KING 5 watched the “NBC Commander-In-Chief Forum” with five local veterans, representing different branches and different conflicts. They’re all military family, but they don’t agree on election 2016.
Debate at the table Wednesday night ranged from Donald Trump’s temperament to Hillary Clinton’s trustworthiness and private email server.
“I believe Clinton has gotten away with too many things. They’ve been glossed over and ignored,” said Jim Broe, a Vietnam veteran.
“I don’t think she’s an option period. It’s scary, it’s really scary,” continued Broe who said Trump was not his primary choice, but won’t vote for Clinton.
“We don’t have a perfect candidate,” said Curtis Thompson, a Vietnam veteran, leaning towards Clinton.
“My fear level, my fear monitor is really, really high with Mr. Trump. The off the wall, school yard bullying approach that he seems to be very comfortable with, appears to have done a good deal of damage across the nation and internationally already.”
“Trump has no idea of how it works,” said Vietnam Veteran Larry Alcantara, a Clinton supporter. “He’s going to cut a trillion dollars in taxes and add a trillion dollars to the military.
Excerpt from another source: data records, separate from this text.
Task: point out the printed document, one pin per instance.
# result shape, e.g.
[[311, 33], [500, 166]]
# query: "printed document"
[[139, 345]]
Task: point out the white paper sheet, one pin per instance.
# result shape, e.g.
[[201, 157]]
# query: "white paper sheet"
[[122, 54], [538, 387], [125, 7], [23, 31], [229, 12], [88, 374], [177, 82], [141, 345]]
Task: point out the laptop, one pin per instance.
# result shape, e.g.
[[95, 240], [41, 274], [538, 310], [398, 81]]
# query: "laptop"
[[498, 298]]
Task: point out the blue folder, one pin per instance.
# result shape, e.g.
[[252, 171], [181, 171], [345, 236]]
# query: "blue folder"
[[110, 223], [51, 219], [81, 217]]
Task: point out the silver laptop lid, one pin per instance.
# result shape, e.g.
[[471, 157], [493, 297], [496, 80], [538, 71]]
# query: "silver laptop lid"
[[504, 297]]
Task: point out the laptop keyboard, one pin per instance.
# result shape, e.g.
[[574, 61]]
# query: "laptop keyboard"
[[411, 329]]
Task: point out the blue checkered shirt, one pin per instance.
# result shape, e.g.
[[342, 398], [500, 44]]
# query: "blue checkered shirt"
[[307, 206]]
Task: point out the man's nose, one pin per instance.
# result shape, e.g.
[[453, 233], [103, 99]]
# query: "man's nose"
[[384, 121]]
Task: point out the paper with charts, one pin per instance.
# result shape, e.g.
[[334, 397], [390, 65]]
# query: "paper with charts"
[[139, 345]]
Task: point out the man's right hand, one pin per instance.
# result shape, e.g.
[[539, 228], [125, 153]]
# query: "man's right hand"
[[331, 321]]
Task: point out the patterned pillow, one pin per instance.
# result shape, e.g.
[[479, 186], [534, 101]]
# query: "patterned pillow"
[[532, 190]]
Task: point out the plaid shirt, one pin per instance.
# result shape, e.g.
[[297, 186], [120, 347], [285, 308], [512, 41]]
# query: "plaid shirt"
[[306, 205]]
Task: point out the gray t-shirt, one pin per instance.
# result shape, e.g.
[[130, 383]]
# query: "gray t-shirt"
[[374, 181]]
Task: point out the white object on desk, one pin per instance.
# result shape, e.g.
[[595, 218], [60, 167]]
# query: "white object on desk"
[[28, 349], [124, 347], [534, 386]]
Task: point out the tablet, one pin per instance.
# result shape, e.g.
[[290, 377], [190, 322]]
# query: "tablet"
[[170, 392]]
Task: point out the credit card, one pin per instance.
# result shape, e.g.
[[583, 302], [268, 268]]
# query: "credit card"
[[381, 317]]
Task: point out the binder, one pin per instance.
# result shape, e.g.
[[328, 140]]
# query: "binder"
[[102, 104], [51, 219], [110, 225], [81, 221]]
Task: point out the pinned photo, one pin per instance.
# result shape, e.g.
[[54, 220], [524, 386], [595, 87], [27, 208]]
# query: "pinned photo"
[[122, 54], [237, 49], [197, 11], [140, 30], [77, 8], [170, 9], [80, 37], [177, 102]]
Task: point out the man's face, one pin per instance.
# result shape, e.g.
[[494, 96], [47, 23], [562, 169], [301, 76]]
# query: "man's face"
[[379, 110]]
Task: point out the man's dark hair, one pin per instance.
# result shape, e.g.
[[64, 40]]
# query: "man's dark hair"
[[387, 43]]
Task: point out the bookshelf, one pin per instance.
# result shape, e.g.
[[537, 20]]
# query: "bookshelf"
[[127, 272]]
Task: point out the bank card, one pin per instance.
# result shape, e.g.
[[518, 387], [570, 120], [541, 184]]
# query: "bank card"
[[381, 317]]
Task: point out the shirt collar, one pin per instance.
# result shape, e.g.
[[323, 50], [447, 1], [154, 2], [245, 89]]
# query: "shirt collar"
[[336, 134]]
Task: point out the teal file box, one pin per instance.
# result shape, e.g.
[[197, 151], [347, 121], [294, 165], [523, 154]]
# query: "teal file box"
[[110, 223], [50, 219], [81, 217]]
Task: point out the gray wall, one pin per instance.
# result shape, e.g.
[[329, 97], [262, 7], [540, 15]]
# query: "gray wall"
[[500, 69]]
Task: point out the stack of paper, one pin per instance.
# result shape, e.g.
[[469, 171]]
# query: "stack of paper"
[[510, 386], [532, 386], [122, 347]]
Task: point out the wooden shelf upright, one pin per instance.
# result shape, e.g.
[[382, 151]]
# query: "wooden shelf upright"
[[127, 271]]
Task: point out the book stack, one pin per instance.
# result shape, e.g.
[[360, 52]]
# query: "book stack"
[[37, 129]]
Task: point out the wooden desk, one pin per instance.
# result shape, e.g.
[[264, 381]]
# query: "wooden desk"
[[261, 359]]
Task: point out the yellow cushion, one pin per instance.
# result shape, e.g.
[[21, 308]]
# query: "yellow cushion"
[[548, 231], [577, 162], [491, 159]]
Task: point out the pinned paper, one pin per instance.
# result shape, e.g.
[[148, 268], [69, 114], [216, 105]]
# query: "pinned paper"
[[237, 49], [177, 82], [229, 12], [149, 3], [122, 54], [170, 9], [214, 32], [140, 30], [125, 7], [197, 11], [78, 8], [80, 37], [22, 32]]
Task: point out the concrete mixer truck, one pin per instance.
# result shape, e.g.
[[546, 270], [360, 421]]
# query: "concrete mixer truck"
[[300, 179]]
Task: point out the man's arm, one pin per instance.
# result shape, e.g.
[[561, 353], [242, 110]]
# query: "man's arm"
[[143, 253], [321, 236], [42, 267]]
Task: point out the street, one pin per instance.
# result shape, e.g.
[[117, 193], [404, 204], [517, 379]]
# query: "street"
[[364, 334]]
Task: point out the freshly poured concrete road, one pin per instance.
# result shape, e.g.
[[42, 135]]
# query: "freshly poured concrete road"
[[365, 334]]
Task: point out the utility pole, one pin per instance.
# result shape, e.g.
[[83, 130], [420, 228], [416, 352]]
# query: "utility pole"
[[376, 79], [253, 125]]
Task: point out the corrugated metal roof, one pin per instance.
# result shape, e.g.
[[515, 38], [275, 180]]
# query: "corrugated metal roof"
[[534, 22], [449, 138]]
How are you going to do that magic act? I don’t understand that.”
Alcantara believes Clinton’s experience and as a U.S. Senator and former secretary of state gives her the clear advantage as commander-in-chief. Navy Veteran Bob Shay disagrees.
“I’m happy he doesn’t have government experience; he has the ability to run a large organization,” said Shay. “Hillary has no experience running a large organization. She says she does, because she was Secretary of State, but then she says she doesn’t know what the “c” meant in front of the paragraphs in these documents,” continued Shay referencing Clinton’s email controversy.
Gulf War Veteran Fred Seaton listed integrity as the quality he looks for in the next commander-in-chief. Seaton, an undecided voter prior to the forum, says he’s now leaning more towards Trump.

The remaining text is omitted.